In einem spannenden Bundesliga-Spiel gewannen am Sonnabend die Kegler des SKV Rot-Weiß Zerbst knapp mit 5:3 Mannschaftspunkten (MP) und 3684:3624 Kegeln gegen Aufwärts Donauperle Straubing und rückten so in der Tabelle auf Rang zwei vor.

Zerbst l "Mit dem, was ich gesehen habe, kann und will ich nicht zufrieden sein", schimpfte der recht aufgebrachte Mannschaftsleiter der Rot-Weißen, Timo Hoffmann, während im Mittelpaar seine Spieler mit durchwachsener Leistung Kegel um Kegel an die Gäste abgaben. "Wenn wir so unkonstant spielen, haben wir in der kommenden Woche beim Weltpokal keine Chance auf den angestrebten Halbfinal-Einzug."

Dabei starteten die SKV-Recken überzeugend in die Partie gegen die bis dahin ungeschlagenen Niederbayern. Axel Schondelmaier überzeugte in seinem ersten Saisonspiel mit Konstanz auf höchstem Niveau. Er erspielte mit 662 Kegeln nicht nur die Tagesbestleistung, sondern zwang die Gäste zur Mitte der Partie auch noch zur ersten Auswechslung.

Aber auch der für Paul Rohotin eingewechselte Robin Parkan (zusammen 583, 0:4) war gegen Schondelmaier chancenlos. Gleichzeitig hielt Mathias Weber (3:1, 622) mit nur einer schwächeren Bahn den ehemaligen Zerbster Radek Hejhal (605) in Schach und sorgte so für den zweiten MP.

"Heute sind wir mit einem blauen Auge davon gekommen.

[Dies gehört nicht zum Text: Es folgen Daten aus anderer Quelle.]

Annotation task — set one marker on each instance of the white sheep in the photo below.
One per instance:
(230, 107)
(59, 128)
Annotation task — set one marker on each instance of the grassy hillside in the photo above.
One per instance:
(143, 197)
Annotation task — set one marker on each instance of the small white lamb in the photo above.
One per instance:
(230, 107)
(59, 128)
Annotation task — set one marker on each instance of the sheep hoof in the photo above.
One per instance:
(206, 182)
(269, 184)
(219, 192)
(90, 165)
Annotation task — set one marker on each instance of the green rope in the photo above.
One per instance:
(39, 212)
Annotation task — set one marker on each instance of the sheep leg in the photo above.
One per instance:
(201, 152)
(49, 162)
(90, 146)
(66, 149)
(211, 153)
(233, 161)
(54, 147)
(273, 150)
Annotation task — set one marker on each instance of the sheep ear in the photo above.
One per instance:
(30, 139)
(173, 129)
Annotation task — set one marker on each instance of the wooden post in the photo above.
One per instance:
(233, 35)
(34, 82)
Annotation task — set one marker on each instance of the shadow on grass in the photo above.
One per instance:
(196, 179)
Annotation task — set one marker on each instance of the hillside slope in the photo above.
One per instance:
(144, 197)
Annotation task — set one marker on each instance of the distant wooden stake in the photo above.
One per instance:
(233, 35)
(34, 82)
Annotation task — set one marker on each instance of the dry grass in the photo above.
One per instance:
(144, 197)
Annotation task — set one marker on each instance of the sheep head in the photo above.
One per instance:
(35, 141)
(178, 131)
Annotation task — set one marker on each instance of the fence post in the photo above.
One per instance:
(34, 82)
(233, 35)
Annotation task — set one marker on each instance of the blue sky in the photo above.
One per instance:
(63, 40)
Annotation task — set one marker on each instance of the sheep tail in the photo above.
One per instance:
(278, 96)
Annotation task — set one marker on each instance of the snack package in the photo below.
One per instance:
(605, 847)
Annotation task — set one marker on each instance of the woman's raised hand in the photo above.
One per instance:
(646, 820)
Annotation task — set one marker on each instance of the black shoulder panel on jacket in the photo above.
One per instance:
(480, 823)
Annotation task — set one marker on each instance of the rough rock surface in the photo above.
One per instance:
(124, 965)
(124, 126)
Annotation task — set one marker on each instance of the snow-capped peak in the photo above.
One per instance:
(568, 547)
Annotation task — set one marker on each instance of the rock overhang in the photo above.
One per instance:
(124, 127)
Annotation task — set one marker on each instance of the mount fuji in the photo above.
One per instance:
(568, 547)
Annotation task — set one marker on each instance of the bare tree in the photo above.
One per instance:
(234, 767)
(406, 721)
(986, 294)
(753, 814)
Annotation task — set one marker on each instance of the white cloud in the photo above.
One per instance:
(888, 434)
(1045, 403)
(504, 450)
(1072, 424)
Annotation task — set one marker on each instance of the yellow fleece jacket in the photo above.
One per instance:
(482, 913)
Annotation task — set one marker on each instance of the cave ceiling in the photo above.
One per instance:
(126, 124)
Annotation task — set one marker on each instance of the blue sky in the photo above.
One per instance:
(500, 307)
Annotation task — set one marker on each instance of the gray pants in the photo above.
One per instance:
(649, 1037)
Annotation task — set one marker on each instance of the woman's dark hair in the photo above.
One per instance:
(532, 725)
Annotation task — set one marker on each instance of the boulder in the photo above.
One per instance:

Beim Weltpokal muss eine Steigerung her, wenn wir unser Mindestziel, den Halbfinaleinzug, erreichen wollen.",

Teamchef Timo Hoffmann.

Es sah bei 2:0 MP und einem beruhigenden 96-Kegel-Vorsprung alles nach einem sicheren Erfolg des deutschen Meisters aus. Doch weit gefehlt. Das Straubinger Mittelpaar, mit dem erst zu Saisonbeginn von Zerbst nach Niederbayern gewechselten Cosmin Craciun, setzte die sonst so sicheren SKV-Spieler Torsten Reiser (0,5:3,5, 578) und Uros Stoklas (1:3, 615) von Beginn an unter Druck.

Reiser brachte keine Ruhe und Genauigkeit in sein Spiel und verlor gegen den starken Jens Weinmann (626) deutlich. Craciun (646) zeigte seinen ehemaligen Teamkollegen seine momentane Top-Form und ließ dem zu wechselhaften Stoklas, nur zwei Bahnen spielte der Slowene auf Top-Niveau, keine Chance. So war der Vorsprung in der Kegel-Gesamtwertung bedrohlich auf nur noch 17 Kegel gesunken. Bei 2:2 MP kam Unruhe im Zerbster Lager auf.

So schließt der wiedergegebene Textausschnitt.